Our data are also incongruous with the overwhelming ethnic disparity in healthcare access in Aotearoa that results from systemic inequity.12,18 Cost, location, and opening times of services greatly impact access and impose a relatively large barrier on Māori.19,20 We theorise that the comparable access in the context of this study corresponds, at least in part, to the very high rate at which Māori receive rehabilitation in their own home (42.9% compared to 16.4% among non-Māori). The logarithmically transformed data show that rehabilitation being exclusively carried out in the home has a significantly positive effect for Māori. Hence, we opine that negating location barriers, actively involving whānau, and facilitating autonomy for Māori regarding the structure of their healthcare has an overwhelmingly positive impact on access.

This research adds to the emerging picture regarding the age at which Māori undergo TKA. The median age of Māori respondents in this study was 11 years younger than that of their non-Māori counterparts. This is in line with a 2013 study which evidenced that Māori undergoing total hip and knee arthroplasty in the Bay of Plenty were on average approximately 7 years younger than non-Māori.10 We hypothesise this ongoing difference evidences a high burden of disease among Māori. This would add further emphasis to the already highlighted importance of equitable care.
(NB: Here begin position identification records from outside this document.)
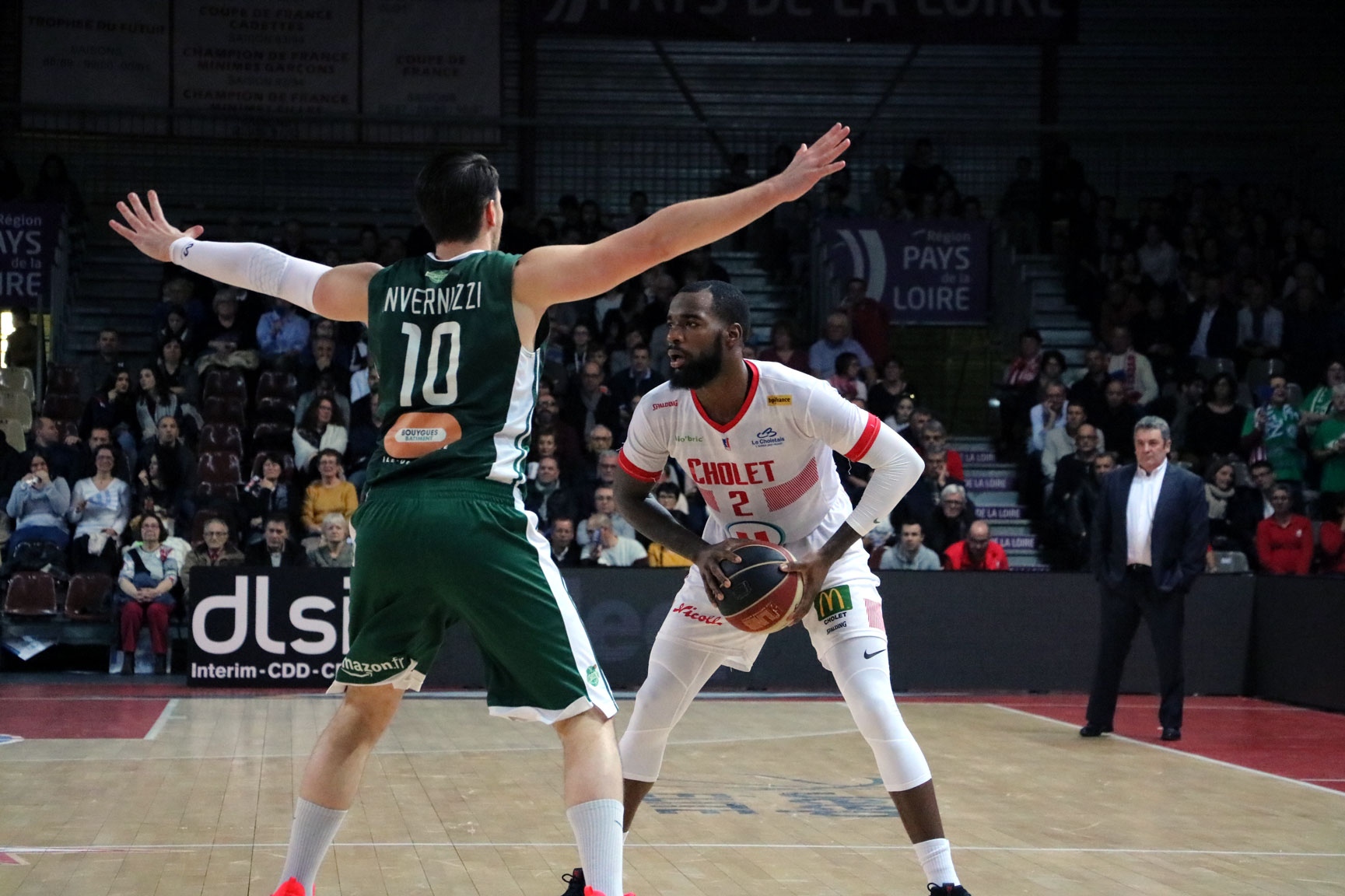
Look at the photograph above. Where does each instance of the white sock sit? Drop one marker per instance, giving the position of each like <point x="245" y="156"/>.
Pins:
<point x="310" y="837"/>
<point x="597" y="833"/>
<point x="937" y="860"/>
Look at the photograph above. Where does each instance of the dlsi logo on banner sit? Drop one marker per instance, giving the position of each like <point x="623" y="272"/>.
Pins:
<point x="275" y="626"/>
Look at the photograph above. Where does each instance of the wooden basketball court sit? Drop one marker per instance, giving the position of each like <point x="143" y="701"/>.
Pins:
<point x="135" y="791"/>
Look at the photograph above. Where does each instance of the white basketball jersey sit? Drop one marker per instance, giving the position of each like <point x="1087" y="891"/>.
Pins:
<point x="767" y="474"/>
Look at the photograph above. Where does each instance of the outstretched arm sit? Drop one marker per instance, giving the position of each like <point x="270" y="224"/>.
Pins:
<point x="339" y="293"/>
<point x="552" y="275"/>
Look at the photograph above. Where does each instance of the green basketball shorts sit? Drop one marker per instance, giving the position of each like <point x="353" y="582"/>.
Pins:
<point x="436" y="552"/>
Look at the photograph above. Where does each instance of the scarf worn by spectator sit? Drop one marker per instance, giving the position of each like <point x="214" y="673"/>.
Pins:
<point x="1217" y="499"/>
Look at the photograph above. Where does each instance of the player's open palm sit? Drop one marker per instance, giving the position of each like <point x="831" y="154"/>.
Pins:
<point x="149" y="230"/>
<point x="813" y="163"/>
<point x="708" y="562"/>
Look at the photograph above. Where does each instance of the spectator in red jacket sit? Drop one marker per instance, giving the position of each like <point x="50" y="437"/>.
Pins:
<point x="977" y="552"/>
<point x="1285" y="538"/>
<point x="1333" y="544"/>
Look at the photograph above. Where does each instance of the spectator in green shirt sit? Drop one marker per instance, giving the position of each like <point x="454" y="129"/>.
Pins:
<point x="1274" y="427"/>
<point x="1329" y="448"/>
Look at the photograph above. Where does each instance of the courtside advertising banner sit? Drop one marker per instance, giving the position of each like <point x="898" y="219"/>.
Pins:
<point x="29" y="236"/>
<point x="841" y="20"/>
<point x="257" y="627"/>
<point x="432" y="59"/>
<point x="926" y="272"/>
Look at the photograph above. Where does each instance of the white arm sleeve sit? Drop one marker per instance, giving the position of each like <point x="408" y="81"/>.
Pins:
<point x="863" y="438"/>
<point x="253" y="267"/>
<point x="896" y="467"/>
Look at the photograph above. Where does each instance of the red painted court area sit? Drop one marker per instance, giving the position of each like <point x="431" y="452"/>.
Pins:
<point x="1302" y="744"/>
<point x="81" y="712"/>
<point x="1290" y="741"/>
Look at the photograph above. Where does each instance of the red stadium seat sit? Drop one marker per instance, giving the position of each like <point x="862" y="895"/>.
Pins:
<point x="218" y="468"/>
<point x="275" y="383"/>
<point x="86" y="600"/>
<point x="280" y="411"/>
<point x="287" y="462"/>
<point x="223" y="409"/>
<point x="221" y="438"/>
<point x="225" y="383"/>
<point x="64" y="380"/>
<point x="62" y="407"/>
<point x="273" y="436"/>
<point x="31" y="595"/>
<point x="218" y="492"/>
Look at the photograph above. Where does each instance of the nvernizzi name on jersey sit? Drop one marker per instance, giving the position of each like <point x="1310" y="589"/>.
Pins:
<point x="464" y="296"/>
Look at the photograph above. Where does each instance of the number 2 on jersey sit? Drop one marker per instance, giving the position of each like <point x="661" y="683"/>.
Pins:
<point x="411" y="370"/>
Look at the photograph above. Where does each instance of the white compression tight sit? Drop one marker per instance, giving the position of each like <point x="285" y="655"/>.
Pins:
<point x="867" y="687"/>
<point x="678" y="672"/>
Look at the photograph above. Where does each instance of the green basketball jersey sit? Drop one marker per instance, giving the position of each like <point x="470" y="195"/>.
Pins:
<point x="456" y="387"/>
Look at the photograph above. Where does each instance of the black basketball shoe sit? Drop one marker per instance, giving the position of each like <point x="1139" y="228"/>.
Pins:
<point x="575" y="883"/>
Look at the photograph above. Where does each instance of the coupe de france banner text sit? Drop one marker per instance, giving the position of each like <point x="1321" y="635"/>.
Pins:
<point x="926" y="272"/>
<point x="843" y="20"/>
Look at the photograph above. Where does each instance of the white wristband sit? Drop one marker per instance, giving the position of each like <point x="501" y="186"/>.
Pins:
<point x="253" y="267"/>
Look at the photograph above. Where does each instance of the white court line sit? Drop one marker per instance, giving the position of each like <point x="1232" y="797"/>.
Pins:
<point x="163" y="720"/>
<point x="1177" y="752"/>
<point x="156" y="848"/>
<point x="413" y="752"/>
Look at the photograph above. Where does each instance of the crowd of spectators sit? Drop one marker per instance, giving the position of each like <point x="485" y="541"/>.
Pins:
<point x="1224" y="313"/>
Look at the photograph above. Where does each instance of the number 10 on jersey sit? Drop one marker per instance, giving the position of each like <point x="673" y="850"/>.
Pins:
<point x="439" y="388"/>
On the whole, these data validate continued work promoting equity for Māori, suggesting that emerging strategies and zeitgeists are of great benefit. They evidence that when structurally acceptable access to care is provided for Māori, engagement and continued participation is strong. We note that emerging Indigenous literature points toward a need for cultural critical consciousness, with the obligation for health professionals extending from critique of one’s own practice to critique of wider structures as well.21,22 It thus is paramount that moving forward we ensure that both our systems and ourselves give all patients a fair, timely pathway to wellbeing.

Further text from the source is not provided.